0

Apologies for the messy title: Problem as follows:

I have some data frame of the form:

df1 = 
    Entries
0    "A Level"
1    "GCSE"
2    "BSC"

I also have a data frame of the form:

df2 = 
    Secondary    Undergrad
0    "A Level"    "BSC"
1    "GCSE"       "BA"
2    "AS Level"   "MSc"

I have a function which searches each entry in df1, looking for the words in each column of df2. The words that match, are saved (Words_Present):

def word_search(df,group,words):
Yes, No = 0,0
Words_Present = []    
    for i in words:    
    match_object = re.search(i,df)
    if match_object:
        Words_Present.append(i)
        Yes = 1    
    else:
        No = 0
if Yes == 1:
    Attribute = 1

return Attribute

I apply this function over all entries in df1, and all columns in df2, using the following iteration:

for i in df2:

    terms = df2[i].values.tolist()

    df1[i] = df1['course'][0:1].apply(lambda x: word_search(x,i,terms))

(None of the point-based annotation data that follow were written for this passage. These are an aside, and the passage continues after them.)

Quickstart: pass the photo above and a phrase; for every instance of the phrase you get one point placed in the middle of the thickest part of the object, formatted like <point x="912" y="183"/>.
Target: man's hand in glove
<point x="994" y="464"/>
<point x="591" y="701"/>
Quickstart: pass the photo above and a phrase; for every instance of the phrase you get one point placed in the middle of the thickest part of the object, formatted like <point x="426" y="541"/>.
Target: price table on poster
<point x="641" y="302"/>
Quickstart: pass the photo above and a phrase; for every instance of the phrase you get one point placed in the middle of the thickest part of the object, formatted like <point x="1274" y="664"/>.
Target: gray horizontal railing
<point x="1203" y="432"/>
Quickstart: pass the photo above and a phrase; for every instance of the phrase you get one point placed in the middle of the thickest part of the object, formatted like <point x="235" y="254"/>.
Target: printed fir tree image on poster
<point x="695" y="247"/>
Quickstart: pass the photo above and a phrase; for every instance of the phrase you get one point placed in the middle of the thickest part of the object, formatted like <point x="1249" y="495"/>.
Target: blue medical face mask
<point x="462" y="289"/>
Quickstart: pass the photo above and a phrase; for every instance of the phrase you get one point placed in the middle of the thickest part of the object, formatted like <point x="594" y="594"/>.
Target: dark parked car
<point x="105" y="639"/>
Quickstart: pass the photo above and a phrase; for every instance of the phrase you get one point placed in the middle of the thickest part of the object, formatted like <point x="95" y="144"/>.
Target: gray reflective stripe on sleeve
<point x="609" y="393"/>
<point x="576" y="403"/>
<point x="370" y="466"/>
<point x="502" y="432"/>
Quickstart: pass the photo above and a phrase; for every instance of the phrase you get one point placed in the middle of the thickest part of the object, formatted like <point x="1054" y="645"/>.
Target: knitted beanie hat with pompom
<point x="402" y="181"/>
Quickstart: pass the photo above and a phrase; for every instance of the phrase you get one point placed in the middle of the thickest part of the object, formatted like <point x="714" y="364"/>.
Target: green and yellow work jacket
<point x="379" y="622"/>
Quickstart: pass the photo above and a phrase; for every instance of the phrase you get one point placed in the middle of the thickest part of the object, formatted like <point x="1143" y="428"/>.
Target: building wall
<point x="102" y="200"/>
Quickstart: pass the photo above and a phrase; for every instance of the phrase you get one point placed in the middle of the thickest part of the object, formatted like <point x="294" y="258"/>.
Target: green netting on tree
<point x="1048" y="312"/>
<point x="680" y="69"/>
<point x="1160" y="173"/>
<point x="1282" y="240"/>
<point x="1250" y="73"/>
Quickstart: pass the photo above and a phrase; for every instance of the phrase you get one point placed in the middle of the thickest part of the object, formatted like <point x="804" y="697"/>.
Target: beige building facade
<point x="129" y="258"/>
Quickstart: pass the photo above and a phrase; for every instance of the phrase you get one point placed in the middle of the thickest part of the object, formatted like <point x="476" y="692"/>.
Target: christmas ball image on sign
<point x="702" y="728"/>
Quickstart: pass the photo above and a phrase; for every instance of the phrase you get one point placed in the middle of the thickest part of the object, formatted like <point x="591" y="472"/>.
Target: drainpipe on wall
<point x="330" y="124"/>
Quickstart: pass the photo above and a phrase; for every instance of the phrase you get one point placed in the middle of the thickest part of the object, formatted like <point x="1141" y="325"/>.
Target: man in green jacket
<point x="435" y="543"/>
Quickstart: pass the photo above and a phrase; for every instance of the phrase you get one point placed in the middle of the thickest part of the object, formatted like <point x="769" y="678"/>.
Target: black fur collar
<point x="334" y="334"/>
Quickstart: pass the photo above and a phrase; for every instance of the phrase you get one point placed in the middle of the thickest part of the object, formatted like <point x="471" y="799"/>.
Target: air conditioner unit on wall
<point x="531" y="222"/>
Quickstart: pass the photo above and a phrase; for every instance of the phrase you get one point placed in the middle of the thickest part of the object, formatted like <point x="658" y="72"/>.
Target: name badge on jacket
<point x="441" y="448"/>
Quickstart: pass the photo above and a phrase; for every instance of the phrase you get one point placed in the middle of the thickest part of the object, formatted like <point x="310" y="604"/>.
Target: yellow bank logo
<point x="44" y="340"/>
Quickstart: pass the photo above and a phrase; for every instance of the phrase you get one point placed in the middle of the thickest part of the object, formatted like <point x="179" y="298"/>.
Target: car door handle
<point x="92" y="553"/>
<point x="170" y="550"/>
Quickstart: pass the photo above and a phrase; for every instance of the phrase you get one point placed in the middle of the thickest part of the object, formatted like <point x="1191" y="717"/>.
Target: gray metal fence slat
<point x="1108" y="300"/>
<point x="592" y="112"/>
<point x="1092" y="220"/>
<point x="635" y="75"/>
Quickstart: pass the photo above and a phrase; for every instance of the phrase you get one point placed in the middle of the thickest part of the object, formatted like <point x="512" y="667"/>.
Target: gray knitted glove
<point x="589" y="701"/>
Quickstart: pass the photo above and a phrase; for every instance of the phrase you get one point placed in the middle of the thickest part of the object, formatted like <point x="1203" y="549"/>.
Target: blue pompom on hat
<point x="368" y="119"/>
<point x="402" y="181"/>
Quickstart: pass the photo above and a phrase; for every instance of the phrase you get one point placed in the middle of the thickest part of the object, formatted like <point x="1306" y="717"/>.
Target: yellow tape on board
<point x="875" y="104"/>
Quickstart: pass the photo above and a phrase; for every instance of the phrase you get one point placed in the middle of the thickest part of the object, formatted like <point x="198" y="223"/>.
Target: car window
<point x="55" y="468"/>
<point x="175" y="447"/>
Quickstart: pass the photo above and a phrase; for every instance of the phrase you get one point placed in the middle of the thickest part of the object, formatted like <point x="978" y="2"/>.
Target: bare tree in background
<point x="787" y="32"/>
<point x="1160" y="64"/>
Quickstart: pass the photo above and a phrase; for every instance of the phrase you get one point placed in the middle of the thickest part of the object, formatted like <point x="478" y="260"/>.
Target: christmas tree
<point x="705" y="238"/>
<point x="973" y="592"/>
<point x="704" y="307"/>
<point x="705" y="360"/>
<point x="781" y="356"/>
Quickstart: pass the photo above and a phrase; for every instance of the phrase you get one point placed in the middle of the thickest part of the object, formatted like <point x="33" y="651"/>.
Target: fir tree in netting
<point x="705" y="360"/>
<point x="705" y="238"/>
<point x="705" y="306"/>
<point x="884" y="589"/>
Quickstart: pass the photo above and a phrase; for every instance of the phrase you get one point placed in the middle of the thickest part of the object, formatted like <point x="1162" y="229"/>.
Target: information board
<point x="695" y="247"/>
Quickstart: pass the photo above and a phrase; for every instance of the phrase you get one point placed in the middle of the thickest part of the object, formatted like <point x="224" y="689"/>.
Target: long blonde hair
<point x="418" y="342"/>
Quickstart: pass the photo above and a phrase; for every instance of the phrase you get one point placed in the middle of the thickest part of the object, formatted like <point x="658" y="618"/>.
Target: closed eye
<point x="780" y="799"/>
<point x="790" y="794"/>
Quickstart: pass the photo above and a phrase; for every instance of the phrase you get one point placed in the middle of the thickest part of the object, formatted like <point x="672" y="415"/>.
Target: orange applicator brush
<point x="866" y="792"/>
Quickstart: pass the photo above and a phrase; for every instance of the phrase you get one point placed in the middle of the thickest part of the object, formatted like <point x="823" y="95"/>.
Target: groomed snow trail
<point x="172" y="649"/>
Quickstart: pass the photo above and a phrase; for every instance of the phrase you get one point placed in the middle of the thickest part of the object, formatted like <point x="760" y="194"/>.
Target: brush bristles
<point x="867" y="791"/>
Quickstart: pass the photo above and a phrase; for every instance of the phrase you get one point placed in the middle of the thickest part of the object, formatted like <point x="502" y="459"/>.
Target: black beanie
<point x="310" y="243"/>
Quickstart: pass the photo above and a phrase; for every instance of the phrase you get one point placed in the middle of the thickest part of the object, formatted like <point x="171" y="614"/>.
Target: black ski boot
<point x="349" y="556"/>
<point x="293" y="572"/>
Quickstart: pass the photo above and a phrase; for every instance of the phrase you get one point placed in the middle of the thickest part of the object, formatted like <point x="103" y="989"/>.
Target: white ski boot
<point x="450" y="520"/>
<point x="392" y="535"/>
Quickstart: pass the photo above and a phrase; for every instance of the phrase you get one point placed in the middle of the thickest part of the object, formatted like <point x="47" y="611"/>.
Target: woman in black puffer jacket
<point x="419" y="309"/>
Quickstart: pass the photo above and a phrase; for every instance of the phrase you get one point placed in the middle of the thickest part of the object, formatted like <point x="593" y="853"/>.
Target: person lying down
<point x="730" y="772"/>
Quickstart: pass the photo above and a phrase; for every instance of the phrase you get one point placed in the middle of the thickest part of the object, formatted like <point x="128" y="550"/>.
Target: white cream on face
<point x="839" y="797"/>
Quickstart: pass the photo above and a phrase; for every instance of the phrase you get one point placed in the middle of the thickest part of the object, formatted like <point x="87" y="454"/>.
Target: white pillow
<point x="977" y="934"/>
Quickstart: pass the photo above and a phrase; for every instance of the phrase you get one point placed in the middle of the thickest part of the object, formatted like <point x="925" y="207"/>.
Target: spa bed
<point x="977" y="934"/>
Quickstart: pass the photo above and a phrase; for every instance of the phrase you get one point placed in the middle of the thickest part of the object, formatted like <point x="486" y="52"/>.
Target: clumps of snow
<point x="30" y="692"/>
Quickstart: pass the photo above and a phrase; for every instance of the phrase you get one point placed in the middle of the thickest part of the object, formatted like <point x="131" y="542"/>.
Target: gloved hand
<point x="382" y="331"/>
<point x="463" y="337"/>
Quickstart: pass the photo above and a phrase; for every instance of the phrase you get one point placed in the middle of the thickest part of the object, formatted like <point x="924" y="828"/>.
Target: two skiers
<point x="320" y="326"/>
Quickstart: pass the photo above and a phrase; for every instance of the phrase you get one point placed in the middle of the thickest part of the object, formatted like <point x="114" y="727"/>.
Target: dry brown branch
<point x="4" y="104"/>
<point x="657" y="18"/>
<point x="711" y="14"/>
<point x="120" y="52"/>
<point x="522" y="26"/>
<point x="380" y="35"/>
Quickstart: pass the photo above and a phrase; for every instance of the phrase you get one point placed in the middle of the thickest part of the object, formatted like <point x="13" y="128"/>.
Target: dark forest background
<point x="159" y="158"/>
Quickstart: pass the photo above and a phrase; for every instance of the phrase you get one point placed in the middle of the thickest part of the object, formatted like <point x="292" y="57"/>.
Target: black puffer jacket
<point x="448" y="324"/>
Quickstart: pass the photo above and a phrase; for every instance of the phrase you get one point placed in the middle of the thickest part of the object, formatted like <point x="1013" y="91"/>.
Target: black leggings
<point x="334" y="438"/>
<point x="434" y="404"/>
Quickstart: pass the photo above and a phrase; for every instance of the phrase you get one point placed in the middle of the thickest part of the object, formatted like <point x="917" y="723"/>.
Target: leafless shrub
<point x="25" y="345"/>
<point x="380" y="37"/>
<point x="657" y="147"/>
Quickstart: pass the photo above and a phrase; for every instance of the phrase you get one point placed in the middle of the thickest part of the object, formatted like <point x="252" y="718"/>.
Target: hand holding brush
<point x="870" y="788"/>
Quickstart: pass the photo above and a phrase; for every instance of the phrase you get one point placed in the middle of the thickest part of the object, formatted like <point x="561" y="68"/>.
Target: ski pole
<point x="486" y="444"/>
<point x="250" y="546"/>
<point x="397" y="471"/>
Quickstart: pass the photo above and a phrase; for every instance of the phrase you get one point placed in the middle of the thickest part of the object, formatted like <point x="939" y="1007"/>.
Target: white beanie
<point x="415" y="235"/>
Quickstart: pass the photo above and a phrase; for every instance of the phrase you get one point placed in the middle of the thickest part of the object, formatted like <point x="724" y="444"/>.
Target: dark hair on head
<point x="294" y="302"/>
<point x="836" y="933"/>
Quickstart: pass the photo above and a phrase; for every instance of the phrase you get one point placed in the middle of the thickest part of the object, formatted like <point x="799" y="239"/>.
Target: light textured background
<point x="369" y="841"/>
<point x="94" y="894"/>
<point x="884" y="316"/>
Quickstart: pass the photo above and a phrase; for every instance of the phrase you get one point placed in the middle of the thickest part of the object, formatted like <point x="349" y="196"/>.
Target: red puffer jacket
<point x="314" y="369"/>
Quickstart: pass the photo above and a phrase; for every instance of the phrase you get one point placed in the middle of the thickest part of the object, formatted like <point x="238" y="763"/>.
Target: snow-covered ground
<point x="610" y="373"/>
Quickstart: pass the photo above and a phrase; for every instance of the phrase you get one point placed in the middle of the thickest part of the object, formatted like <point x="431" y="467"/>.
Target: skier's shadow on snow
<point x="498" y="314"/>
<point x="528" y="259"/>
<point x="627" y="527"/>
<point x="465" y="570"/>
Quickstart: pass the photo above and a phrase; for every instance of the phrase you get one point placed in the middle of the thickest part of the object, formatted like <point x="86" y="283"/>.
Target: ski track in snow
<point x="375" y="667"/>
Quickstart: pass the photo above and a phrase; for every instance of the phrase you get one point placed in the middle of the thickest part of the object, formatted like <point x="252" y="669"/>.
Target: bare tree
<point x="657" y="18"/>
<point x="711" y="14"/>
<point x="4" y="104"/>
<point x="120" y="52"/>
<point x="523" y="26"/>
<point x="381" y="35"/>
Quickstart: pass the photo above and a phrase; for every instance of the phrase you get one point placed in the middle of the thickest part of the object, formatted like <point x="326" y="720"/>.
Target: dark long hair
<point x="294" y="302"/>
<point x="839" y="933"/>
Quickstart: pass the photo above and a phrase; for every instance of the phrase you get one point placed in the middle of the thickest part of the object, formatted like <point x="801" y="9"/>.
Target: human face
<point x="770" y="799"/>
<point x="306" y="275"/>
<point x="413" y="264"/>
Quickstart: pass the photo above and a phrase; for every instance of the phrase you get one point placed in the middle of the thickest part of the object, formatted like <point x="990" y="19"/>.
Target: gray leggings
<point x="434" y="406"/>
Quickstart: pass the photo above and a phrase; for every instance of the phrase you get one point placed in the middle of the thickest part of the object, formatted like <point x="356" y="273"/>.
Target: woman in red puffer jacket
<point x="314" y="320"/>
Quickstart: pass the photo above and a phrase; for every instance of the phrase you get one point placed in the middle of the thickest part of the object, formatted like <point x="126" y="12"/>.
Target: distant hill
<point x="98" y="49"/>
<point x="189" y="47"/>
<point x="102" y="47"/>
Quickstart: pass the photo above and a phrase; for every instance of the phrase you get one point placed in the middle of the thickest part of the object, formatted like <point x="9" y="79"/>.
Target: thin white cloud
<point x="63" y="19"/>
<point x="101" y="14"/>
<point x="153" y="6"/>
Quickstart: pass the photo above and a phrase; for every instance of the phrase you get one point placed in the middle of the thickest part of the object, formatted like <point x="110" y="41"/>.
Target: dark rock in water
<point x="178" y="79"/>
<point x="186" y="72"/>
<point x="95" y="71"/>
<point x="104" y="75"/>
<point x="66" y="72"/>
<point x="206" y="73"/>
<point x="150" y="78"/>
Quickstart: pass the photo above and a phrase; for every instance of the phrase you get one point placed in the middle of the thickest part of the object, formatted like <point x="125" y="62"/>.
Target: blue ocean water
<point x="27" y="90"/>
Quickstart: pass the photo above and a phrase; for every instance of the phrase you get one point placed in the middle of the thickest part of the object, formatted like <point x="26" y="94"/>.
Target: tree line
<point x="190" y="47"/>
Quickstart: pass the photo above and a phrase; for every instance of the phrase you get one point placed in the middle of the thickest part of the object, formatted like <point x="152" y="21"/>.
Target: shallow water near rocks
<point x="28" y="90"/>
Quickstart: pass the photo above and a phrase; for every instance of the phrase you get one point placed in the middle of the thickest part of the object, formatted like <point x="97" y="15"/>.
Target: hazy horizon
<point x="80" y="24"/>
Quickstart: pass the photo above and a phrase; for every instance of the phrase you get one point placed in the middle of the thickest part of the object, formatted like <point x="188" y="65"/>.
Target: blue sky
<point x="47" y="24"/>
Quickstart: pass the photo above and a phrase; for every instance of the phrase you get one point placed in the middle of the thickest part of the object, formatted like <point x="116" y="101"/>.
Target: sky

This yields an output df which looks something like:

df1 = 
    Entries    Secondary     undergrad
0   "A Level"     1              0
1    "GCSE"       1              0
2    "AS Level"   1              0

I want to amend the Word_Search function to output a the Words_Present list as well as the Attribute, and input these into a new column, so that my eventual df1 array looks like:

Desired dataframe:

    Entries        Secondary  Words Found          undergrad  Words Found
0   "A Level"     1            "A Level"                0
1    "GCSE"       1            "GCSE"                   0
2    "AS Level"   1            "AS Level"               0

If I do:

def word_search(df,group,words):
Yes, No = 0,0
Words_Present = []    
    for i in words:    
    match_object = re.search(i,df)
    if match_object:
        Words_Present.append(i)
        Yes = 1    
    else:
        No = 0
if Yes == 1:
    Attribute = 1
if Yes == 0:
    Attribute = 0

return Attribute,Words_Present

My function therefore now has multiple outputs. So applying the following:

for i in df2:

    terms = df2[i].values.tolist()

    df1[i] = df1['course'][0:1].apply(lambda x: word_search(x,i,terms))

My Output Looks like this:

    Entries        Secondary                   undergrad
0   "A Level"     [1,"A Level"]                0
1    "GCSE"       [1, "GCSE"]                  0
2    "AS Level"   [1, "AS Level"]              0

The output of pd.apply() is always a pandas series, so it just shoves everything into the single cell of df[i] where i = secondary.

Is it possible to split the output of .apply into two separate columns, as shown in the desired dataframe?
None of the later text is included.